On April 14, many of these student organizers—including four of the students interviewed for this article—attended the Young Democratic Socialists of America conference in Chicago, where they said collective bargaining on campus was a marquee issue.
“Student labor was huge at the [YDSA] conference this year. I would say it was the biggest issue there,” Kim said. “We got to meet many of the other organizers and share experiences and resources, and just the support from all over was amazing.”
Meloy said that throughout their union push, student organizers at Oregon have been in touch with their peers at Dartmouth and other unionized campuses to share advice and resources. That’s been especially helpful, she said, in navigating some of the obstacles to securing a union vote, such as how to ask for union card signatures without violating fellow students’ FERPA rights.
“We’ve been in day-to-day contact with a lot of the other organizers across the country,” she said. “It really is kind of a network of solidarity.”
Challenges on the Horizon
The National Labor Relations Board, which only has jurisdiction over private institutions, has gone back and forth on the eligibility of student worker unions over the years, but its landmark 2016 ruling classifying Columbia University graduate and undergraduate students as employees has largely gone unchallenged since. Herbert said that stability has helped propel the student labor movement.
“This is the longest period we’ve had a consistent ruling from the NLRB on this issue,” he said.
That might not last. In March, Duke University announced its intention to challenge the Columbia ruling and attempt to trigger a court-ordered dissolution of student collective bargaining units at private colleges, a potential catastrophe for the campus labor movement.
Organizing an undergraduate union can be an uphill battle even without legal challenges. At Kenyon College in Ohio, where student workers first pushed for unionization three years ago, the campaign has been stalled for almost two years. More than 500 days after first filing for representation with the NLRB office in Cleveland, student organizers are still awaiting a decision.

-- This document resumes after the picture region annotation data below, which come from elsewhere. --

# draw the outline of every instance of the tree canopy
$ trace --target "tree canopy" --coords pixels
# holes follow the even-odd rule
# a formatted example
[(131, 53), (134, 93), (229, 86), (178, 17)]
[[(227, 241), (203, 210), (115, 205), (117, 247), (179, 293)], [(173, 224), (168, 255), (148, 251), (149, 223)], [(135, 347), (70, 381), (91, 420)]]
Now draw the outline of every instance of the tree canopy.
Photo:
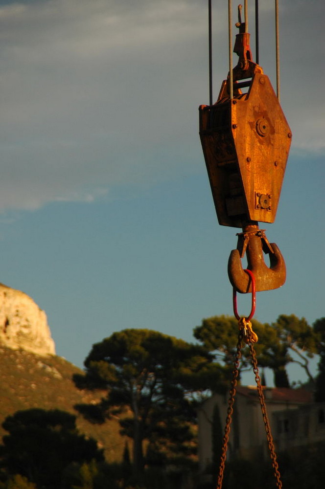
[[(156, 331), (126, 329), (94, 344), (85, 360), (85, 376), (77, 385), (106, 388), (106, 416), (124, 413), (122, 432), (133, 439), (133, 463), (143, 466), (143, 442), (151, 454), (188, 453), (196, 419), (190, 394), (204, 385), (204, 374), (222, 376), (205, 347)], [(203, 383), (202, 382), (203, 382)]]
[[(252, 324), (259, 338), (255, 345), (259, 365), (273, 370), (277, 387), (289, 386), (286, 367), (290, 362), (299, 364), (313, 381), (309, 360), (317, 353), (317, 337), (304, 318), (282, 314), (271, 324), (254, 319)], [(194, 334), (214, 353), (216, 358), (226, 365), (232, 363), (238, 334), (238, 321), (234, 317), (221, 315), (203, 319), (202, 325), (194, 329)], [(250, 366), (249, 357), (249, 349), (244, 346), (240, 370)]]

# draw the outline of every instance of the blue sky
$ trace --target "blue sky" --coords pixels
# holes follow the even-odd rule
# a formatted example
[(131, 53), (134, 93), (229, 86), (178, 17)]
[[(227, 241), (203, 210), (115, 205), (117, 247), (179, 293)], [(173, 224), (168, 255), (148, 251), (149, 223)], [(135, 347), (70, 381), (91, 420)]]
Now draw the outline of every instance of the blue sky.
[[(213, 3), (215, 99), (228, 21)], [(261, 225), (287, 278), (257, 294), (262, 322), (325, 315), (322, 4), (280, 1), (293, 138), (276, 222)], [(275, 84), (273, 6), (260, 0), (260, 64)], [(0, 280), (45, 310), (58, 355), (79, 366), (115, 331), (192, 341), (203, 318), (232, 313), (238, 230), (218, 224), (198, 136), (207, 16), (203, 0), (0, 2)]]

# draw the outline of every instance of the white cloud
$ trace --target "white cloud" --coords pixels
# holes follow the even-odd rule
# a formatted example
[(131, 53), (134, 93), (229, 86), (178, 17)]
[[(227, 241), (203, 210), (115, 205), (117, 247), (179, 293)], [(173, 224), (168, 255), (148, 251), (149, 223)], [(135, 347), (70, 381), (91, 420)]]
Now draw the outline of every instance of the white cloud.
[[(269, 2), (261, 3), (261, 24), (268, 25)], [(201, 171), (197, 108), (208, 98), (207, 4), (43, 0), (1, 7), (0, 209), (92, 201), (112, 186)], [(314, 79), (310, 92), (305, 68), (320, 47), (313, 41), (314, 17), (301, 17), (308, 2), (295, 5), (281, 12), (282, 102), (294, 144), (319, 150), (322, 79)], [(216, 95), (228, 70), (226, 6), (215, 7), (213, 16)], [(297, 49), (302, 25), (308, 42)], [(270, 45), (269, 39), (263, 42)], [(266, 72), (273, 61), (272, 49), (261, 52)]]

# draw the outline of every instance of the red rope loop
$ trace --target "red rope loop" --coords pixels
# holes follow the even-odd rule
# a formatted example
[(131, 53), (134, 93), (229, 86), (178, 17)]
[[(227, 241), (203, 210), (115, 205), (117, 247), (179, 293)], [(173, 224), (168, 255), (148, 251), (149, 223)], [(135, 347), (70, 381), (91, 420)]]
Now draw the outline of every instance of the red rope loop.
[[(246, 317), (246, 319), (247, 321), (250, 321), (254, 315), (256, 309), (255, 277), (254, 277), (254, 274), (251, 270), (245, 269), (244, 271), (246, 272), (250, 276), (251, 282), (252, 282), (252, 308), (249, 315)], [(237, 291), (234, 287), (232, 289), (232, 304), (233, 305), (233, 313), (236, 319), (239, 321), (242, 316), (239, 315), (237, 310)]]

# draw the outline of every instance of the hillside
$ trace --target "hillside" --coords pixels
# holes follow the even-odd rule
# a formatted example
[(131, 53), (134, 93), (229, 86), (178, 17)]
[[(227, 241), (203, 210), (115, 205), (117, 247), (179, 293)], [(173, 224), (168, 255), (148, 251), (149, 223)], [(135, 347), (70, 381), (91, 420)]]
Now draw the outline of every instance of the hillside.
[(82, 373), (78, 367), (55, 355), (41, 356), (1, 346), (0, 372), (1, 439), (6, 432), (0, 425), (7, 416), (16, 411), (33, 407), (61, 409), (76, 415), (80, 432), (98, 441), (99, 446), (105, 449), (108, 461), (121, 459), (126, 439), (119, 435), (117, 420), (109, 420), (101, 425), (92, 424), (73, 408), (76, 404), (95, 404), (101, 398), (101, 393), (76, 388), (72, 377)]

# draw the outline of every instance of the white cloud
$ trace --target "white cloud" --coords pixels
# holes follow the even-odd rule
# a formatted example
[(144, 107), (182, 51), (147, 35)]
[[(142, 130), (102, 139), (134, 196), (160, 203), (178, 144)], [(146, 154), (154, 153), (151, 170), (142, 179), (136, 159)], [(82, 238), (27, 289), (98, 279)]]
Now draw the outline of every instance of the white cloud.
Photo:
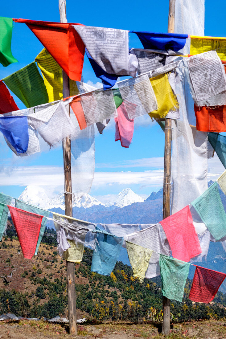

In the meantime, the Kenyon Student Workers Organizing Committee (or KSWOC) has set up a small health-care plan for about a dozen student workers, filed three unfair labor practice complaints against Kenyon with the NLRB and gone on four strikes.
Michelle Hannah, a former student worker who graduated last spring, is still involved in the campaign. But many of her peers who helped kick-start the unionization efforts have graduated and moved, which she said has threatened to deflate the initial surge of energy.
“It’s definitely a deliberate strategy to take steam out of the movement, to wait it out,” Hannah said. “There aren’t many people left who would remember the first strike we went on.”
Meloy, at Oregon, said the possibility of such a protracted fight is daunting, and despite the growing list of successful undergraduate campaigns, she knows the chances of a fast and friction-free process—like Wesleyan’s voluntary recognition of its RA union—are slim. But she said she and her peers at UO and across the country have been inspired by the grad students and staff organizing on their campuses and are dedicated to sticking it out.
“I have never seen a group so committed to a cause,” she said. “I have no doubts that we’ll keep fighting. We’re not slowing down.”